Human rights abuses included security force torture, beatings, and other abuses, particularly of detainees and prisoners. Prison conditions were harsh and life threatening. Authorities arbitrarily arrested and detained citizens advocating secession, local human rights monitors and activists, persons not carrying government-issued identity cards, and other citizens. There were incidents of prolonged and sometimes incommunicado pretrial detention and infringement on privacy rights. The government restricted freedoms of speech, press, assembly, and association, and harassed journalists. The government also impeded freedom of movement.
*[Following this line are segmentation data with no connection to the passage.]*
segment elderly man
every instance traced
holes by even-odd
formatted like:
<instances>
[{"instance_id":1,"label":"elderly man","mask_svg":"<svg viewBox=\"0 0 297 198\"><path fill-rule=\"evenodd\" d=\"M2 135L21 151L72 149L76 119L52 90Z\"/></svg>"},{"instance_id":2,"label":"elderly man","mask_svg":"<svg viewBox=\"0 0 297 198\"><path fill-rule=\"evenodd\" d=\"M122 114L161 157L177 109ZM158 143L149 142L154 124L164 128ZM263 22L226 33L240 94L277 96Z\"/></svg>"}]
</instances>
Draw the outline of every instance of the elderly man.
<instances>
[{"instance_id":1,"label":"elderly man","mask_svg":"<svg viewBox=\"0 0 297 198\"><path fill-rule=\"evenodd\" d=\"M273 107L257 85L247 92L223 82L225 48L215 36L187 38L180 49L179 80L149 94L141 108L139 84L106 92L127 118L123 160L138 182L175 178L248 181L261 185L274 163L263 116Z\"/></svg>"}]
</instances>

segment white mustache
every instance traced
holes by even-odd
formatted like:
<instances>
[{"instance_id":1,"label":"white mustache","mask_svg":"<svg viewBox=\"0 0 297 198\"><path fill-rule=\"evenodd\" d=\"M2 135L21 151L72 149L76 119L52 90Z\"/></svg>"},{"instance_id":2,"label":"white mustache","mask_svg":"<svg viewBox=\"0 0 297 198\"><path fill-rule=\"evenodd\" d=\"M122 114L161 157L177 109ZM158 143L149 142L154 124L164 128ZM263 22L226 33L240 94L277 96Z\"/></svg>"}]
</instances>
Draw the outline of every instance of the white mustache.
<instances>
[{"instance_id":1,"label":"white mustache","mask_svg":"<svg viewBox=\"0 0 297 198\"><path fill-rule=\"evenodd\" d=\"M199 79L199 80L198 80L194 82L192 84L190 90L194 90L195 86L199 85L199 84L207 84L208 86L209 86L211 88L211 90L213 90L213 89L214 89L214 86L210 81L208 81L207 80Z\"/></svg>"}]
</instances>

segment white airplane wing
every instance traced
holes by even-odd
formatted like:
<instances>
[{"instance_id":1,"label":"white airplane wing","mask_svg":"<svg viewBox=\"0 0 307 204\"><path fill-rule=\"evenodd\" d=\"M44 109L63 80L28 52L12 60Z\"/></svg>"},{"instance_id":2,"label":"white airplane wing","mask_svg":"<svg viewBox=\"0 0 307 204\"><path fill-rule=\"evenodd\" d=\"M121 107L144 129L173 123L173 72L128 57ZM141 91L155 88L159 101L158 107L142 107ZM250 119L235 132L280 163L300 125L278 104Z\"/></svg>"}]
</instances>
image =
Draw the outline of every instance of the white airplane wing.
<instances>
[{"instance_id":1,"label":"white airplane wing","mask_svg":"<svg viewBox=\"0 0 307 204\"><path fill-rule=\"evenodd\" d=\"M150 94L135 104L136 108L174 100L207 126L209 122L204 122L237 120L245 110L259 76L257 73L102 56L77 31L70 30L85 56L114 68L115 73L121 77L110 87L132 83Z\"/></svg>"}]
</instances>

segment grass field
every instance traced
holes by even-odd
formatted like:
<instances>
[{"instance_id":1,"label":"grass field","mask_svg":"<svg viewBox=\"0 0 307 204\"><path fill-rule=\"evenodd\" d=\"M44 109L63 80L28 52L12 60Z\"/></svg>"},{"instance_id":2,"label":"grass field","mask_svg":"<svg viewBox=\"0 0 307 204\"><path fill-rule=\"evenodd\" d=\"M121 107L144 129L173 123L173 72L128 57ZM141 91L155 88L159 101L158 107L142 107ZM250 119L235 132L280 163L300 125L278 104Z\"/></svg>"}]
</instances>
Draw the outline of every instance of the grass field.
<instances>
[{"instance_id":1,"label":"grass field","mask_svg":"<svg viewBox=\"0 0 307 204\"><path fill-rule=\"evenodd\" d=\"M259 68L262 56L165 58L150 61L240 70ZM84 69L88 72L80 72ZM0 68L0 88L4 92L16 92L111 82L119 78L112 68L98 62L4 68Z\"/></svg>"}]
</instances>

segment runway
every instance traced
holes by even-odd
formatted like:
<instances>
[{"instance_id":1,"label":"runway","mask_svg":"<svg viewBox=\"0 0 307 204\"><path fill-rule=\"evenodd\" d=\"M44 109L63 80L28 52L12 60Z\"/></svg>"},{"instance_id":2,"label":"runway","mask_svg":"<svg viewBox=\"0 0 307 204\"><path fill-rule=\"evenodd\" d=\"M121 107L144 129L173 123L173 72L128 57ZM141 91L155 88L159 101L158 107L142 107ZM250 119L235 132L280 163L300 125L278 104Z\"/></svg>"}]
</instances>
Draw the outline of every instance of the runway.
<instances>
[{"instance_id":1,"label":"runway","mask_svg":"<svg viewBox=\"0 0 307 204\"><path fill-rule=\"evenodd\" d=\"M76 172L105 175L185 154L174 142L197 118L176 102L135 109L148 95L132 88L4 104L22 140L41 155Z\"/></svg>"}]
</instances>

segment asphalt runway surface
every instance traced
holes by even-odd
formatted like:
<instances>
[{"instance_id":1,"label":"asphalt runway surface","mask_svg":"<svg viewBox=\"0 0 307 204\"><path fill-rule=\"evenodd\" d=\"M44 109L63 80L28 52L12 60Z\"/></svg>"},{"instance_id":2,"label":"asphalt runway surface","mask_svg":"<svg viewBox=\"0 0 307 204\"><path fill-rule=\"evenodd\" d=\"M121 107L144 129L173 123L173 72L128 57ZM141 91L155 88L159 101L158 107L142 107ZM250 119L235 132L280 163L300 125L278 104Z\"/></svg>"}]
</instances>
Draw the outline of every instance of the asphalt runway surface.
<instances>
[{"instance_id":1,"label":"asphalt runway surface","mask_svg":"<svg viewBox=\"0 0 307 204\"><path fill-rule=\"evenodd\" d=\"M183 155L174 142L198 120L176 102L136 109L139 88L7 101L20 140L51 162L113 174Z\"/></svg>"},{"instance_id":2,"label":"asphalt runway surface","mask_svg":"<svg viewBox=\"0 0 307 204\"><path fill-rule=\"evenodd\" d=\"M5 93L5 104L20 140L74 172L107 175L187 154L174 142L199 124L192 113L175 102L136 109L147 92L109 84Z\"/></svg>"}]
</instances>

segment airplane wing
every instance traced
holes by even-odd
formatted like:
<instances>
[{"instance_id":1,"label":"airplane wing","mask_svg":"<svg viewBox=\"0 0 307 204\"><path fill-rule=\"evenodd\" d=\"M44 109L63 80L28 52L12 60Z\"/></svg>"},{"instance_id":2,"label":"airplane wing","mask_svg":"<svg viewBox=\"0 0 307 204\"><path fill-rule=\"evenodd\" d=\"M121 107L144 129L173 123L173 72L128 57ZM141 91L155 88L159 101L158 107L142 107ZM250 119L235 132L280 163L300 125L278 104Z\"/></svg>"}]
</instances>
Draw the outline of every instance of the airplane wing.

Other problems included widespread official corruption; societal violence and discrimination against women; female genital mutilation (FGM); trafficking in persons, primarily children; and discrimination against indigenous people, including pygmies, and homosexuals. The government restricted worker rights and the activities of independent labor organizations. Child labor, hereditary servitude, and forced labor, including forced child labor, were problems.



The report was drawn up by the State Department’s Bureau of Democracy, Human Rights, and Labor.



Arizona Governor Jan Brewer, who learned Obama targeted her state’s law from the internet, has asked Secretary of State Hillary Clinton to remove Arizona’s law from the UN’s overview by striking Paragraph 95 from the report. Earlier today, State Department spokesman P.J. Crowley defended the reference.



Brewer made the request in a letter last Friday. She also challenged Clinton to “compare the immigration laws and records of any United Nations Human Rights Council member commenting on S.B. 1070…to those of the United States and then publish that comparison. I am confident…Arizona will win in any such comparison.”



The State Department has not taken up her challenge. It is clear that the UN Human Rights Council must set its own house in order before condescending to the people of Arizona — and the two-thirds of Americans who support them. No right-minded president would have turned the case over to the United Nations under any circumstances, much less to an Islamic nation guilty of the worst abuses.